George Osborne positioned himself as a reforming Chancellor in his Spending Review 2103 today. However, the detail of the review itself suggests slow incrementalism rather than radical reform. Current departmental spending (‘resource DEL’) will be slightly less in cash terms in 2017-18 than it is in 2013-14 – a real terms cut. So the state will be spending less on services. This is to be expected given the economic and fiscal environment. However, what is remarkable is that the state will still look very similar in 2018 to the state George Osborne inherited in 2010.
The austerity agenda has been clear. The reform agenda is far less so. The state is meaner (though not much smaller as a consequence of increased interest payments) but it is still the same fundamental machine that it was in 2010. This is missing a big trick – fundamental reform would mean that there is much greater impact on growth, jobs, business, and services even in a tight fiscal environment.
The Chancellor has tentatively engaged in reform in a few areas but in a very underwhelming fashion:
i) Health and social care budgets are to be further merged – but only £3.8billion of a combined budget well in excess of £100billion.
ii) Local spending on growth is to be brought into a ‘single pot’ – but only £2billion of such spending (jobs, skills, regeneration, business support, infrastructure, innovation) when Michael Heseltine suggested a £49billion single pot to be distributed locally and sub-regionally in his growth review. By merging these budgets in this way, real local innovation through networked provision could be unleashed with the pot driving better collaboration. The last government’s Total Place strategy outlined how, in Leicester and Leicestershire, there were 450 face-to-face access points for service users, 65 call centres, all at a cost of £15 million per year.
iii) The welfare measures of a seven day job search period prior to receiving benefits and additional job interviews while claiming benefits are worth a few hundred million of savings. Yet, the myriad of welfare to work and skills investment schemes remain fragmented. The major reform of the system is the Universal Credit which is a tidying up exercise as much as anything else.

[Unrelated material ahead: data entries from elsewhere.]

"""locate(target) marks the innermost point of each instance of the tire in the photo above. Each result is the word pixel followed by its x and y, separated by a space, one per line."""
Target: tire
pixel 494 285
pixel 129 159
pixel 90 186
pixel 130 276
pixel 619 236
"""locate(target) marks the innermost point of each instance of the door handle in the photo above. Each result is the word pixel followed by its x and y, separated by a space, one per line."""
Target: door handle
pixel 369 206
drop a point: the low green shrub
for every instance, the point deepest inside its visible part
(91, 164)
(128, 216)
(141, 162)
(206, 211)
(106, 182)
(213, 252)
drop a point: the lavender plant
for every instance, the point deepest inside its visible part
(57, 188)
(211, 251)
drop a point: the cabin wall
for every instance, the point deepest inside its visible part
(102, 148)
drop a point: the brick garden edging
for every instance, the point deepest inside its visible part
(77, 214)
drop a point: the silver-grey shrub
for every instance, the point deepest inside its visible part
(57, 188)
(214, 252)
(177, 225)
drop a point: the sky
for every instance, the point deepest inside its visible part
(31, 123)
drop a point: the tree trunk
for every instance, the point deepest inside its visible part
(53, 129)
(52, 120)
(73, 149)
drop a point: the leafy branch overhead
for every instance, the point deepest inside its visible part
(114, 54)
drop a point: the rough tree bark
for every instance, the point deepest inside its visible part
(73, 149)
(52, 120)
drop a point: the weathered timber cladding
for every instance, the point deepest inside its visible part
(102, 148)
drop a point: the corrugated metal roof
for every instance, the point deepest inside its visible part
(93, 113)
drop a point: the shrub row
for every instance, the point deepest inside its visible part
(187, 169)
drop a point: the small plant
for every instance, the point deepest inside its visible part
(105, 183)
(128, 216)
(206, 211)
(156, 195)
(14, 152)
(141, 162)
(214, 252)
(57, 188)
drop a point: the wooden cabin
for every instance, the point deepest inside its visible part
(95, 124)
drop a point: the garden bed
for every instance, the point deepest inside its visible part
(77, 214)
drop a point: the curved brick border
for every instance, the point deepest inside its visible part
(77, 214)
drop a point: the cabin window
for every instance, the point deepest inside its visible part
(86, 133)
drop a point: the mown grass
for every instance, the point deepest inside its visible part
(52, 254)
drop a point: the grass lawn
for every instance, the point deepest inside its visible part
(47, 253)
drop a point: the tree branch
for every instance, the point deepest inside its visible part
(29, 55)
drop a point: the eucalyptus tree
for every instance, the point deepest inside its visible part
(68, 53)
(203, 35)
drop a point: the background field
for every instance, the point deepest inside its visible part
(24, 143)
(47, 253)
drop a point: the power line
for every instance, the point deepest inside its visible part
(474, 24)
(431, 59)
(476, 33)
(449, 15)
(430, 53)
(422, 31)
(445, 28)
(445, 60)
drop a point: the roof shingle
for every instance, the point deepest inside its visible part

Again, the Total Place strategy found 120 projects or programmes delivered by 50 providers across 12 funding streams to help people into work in… Lewisham.
iv) The Whitehall structure – leaner and meaner for sure – is almost exactly the same as when the Coalition came into office, albeit with an addition of an Office of the Deputy Prime Minister. Do we really need four separate departments of transport, business/innovation/skills, environment and climate change, and environment, food, and rural affairs? Surely education should be brought together with adult skills and higher education? Is there really no scope for merging the Foreign Office and International Development? And why do we still have separate Welsh, Northern Irish and Scottish offices?
None of this is a debate about austerity. It is a debate about effectiveness. There is a sense that the Chancellor has got more efficiency out of the system and spending squeezes have driven that. However, he has not gone for the sort of fundamental structural reform that could unleash even greater value for £750billion or so of public spending.
I’ll leave others to debate the growth and fairness impacts of this Spending Review - the Chancellor's two other stated objectives. On the reform front, this Spending Review has fallen a long way short as have the various previous financial, fiscal and economic statements.
With the notable exception of health and social care where Labour does seem to be willing to be bolder in merging budgets as a driver for fundamental reform, Labour has also chosen to focus on the fiscal envelope rather than reform. There is an open political opportunity here for anyone who wants to take it. But it will mean central government letting go. That is clearly a scary prospect. Both parties talk reform, localism, and 'bang for buck' but no-one has yet been willing to bite the bullet. That means unnecessary waste and blunted impact - this compunds the negative impact of the fiscal and economic environment.